Schoefel: We gon wer wijer, krek as altijd en vur hoe lang? Da zien we dan wer wel.

Schup: En tis alledaag nog gewoon zommer. Werra overdag, snaachs un bitje fris en af en tow un bitje vrieze tegge da de zon op kumt. Mar tis toch geweldig moei en hendig.

Schoefel: Krek, gen natte kleer, gen vuil schoen en toch worre de bloajer oan de buujm me bitjes gelig en bruin en van sommige buujm vallen de bloajer al af.

Schup: Kunde wer oant vege komme en ast weijt leg ut op un hOpke bij mekaar.

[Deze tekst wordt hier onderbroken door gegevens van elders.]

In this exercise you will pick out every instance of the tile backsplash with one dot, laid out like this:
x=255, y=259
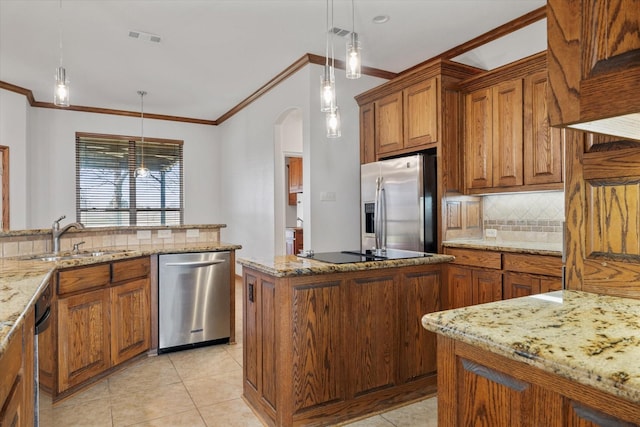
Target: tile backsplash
x=525, y=217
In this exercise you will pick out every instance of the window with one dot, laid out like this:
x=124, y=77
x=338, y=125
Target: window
x=109, y=194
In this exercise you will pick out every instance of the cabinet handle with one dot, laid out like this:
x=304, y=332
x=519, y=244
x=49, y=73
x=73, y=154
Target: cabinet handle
x=251, y=296
x=494, y=376
x=597, y=417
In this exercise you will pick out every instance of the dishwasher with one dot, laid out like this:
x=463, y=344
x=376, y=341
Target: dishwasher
x=194, y=300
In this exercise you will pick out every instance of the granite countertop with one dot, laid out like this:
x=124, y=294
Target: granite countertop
x=534, y=248
x=589, y=338
x=291, y=265
x=22, y=281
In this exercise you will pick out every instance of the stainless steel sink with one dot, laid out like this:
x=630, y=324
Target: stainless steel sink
x=69, y=256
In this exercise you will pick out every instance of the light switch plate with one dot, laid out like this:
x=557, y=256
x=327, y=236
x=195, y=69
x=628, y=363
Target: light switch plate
x=164, y=234
x=143, y=235
x=328, y=196
x=491, y=232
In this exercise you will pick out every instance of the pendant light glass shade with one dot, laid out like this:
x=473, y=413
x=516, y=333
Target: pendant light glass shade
x=333, y=123
x=354, y=59
x=327, y=89
x=353, y=63
x=61, y=90
x=142, y=171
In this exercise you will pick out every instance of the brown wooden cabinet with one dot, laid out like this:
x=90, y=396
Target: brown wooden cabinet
x=510, y=145
x=594, y=61
x=421, y=113
x=478, y=387
x=527, y=275
x=542, y=143
x=102, y=319
x=16, y=380
x=493, y=136
x=83, y=337
x=477, y=277
x=408, y=118
x=324, y=348
x=367, y=133
x=388, y=113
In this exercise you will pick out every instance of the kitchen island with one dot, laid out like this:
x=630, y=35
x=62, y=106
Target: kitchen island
x=324, y=342
x=556, y=359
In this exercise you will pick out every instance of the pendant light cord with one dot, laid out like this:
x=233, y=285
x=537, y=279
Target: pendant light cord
x=60, y=30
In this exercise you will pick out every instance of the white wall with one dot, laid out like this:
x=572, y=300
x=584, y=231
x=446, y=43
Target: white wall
x=43, y=160
x=14, y=112
x=248, y=150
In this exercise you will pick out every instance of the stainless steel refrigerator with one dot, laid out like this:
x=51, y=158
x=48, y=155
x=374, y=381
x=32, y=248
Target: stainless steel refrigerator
x=398, y=203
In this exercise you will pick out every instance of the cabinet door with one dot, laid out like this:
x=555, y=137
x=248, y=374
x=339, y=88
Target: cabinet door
x=373, y=333
x=507, y=134
x=542, y=143
x=367, y=134
x=83, y=337
x=420, y=294
x=593, y=62
x=459, y=286
x=487, y=286
x=520, y=285
x=130, y=320
x=478, y=139
x=316, y=337
x=421, y=113
x=389, y=127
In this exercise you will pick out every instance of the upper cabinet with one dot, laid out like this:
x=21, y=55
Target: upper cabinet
x=509, y=144
x=416, y=111
x=594, y=65
x=408, y=118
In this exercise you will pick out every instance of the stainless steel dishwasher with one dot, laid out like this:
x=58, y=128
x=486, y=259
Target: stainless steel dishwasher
x=194, y=300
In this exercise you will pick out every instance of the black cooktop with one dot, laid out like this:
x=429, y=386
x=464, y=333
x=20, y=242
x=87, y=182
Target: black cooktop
x=345, y=257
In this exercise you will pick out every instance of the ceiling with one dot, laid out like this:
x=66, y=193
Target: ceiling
x=215, y=53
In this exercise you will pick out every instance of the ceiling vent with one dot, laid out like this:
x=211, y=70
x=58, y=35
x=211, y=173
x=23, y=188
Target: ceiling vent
x=340, y=32
x=141, y=35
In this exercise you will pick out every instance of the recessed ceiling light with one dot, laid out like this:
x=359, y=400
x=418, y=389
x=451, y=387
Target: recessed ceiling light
x=380, y=19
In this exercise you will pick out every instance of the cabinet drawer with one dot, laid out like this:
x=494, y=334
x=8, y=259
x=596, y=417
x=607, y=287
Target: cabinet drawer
x=79, y=279
x=475, y=258
x=533, y=264
x=129, y=269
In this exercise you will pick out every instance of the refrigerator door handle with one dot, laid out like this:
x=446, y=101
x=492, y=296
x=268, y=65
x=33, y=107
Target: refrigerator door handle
x=380, y=215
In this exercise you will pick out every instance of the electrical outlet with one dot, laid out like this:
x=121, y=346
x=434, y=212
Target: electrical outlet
x=164, y=234
x=143, y=235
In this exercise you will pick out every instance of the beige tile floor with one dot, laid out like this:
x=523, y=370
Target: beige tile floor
x=198, y=387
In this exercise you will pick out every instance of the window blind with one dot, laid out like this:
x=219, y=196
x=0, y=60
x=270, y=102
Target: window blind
x=109, y=194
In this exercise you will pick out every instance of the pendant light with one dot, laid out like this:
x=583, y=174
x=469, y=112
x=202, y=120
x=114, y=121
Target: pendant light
x=142, y=171
x=333, y=123
x=327, y=79
x=61, y=89
x=354, y=58
x=332, y=116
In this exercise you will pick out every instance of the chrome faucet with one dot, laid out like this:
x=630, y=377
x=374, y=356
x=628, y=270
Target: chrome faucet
x=56, y=231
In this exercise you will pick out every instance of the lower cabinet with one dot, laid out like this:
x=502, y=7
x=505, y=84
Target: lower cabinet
x=477, y=277
x=325, y=348
x=83, y=337
x=102, y=319
x=17, y=379
x=477, y=387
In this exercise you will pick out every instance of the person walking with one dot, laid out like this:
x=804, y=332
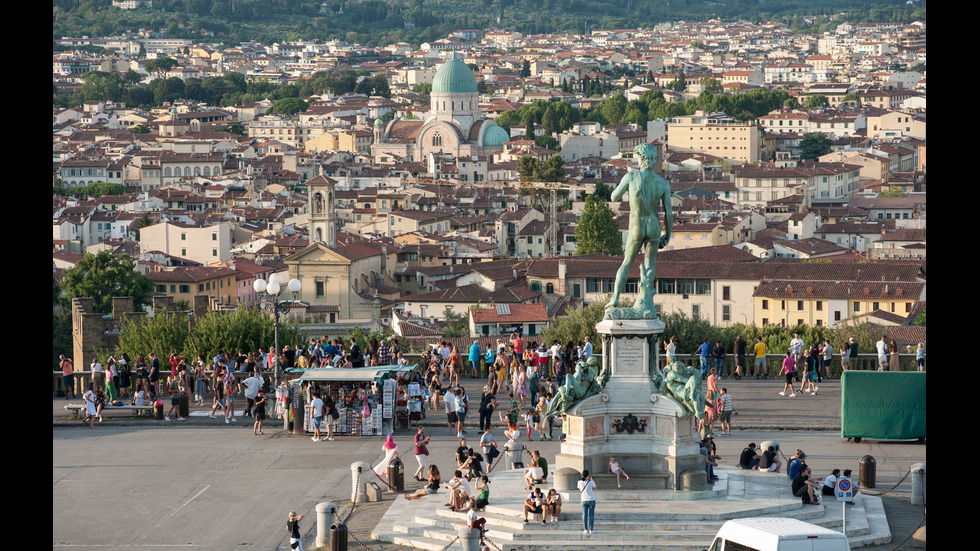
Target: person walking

Schoefel: Dan zal de gemente ok wer unnen kiejr, ens in de week, gruun op komme hoale.

Schup: Da kumt uurst in de Arena stoon da ge ut ollemol wer wet. Ut mag mar enne kiejr vur ieder huis, anders krijge ze te veul. Hoe zoj da goon as we in 2022 bij Uje zing?

Schoefel: Da is nog wijd weg man. Uurst moete ze Scaijk umprootte, die wille nor Oss, snapte? Schup: Ze moette mar zien, wij gon nor Uuje, wor we vruuger ok bij hurden.

Schoefel: Da we vruuger nor Uuje gonge, da wiejt ik zeif nog wel. Te voet me de percessie nor Liejg Lievevrouw. En soms waar ut dor ok nog krek kermis. Dan zaagde iets anders.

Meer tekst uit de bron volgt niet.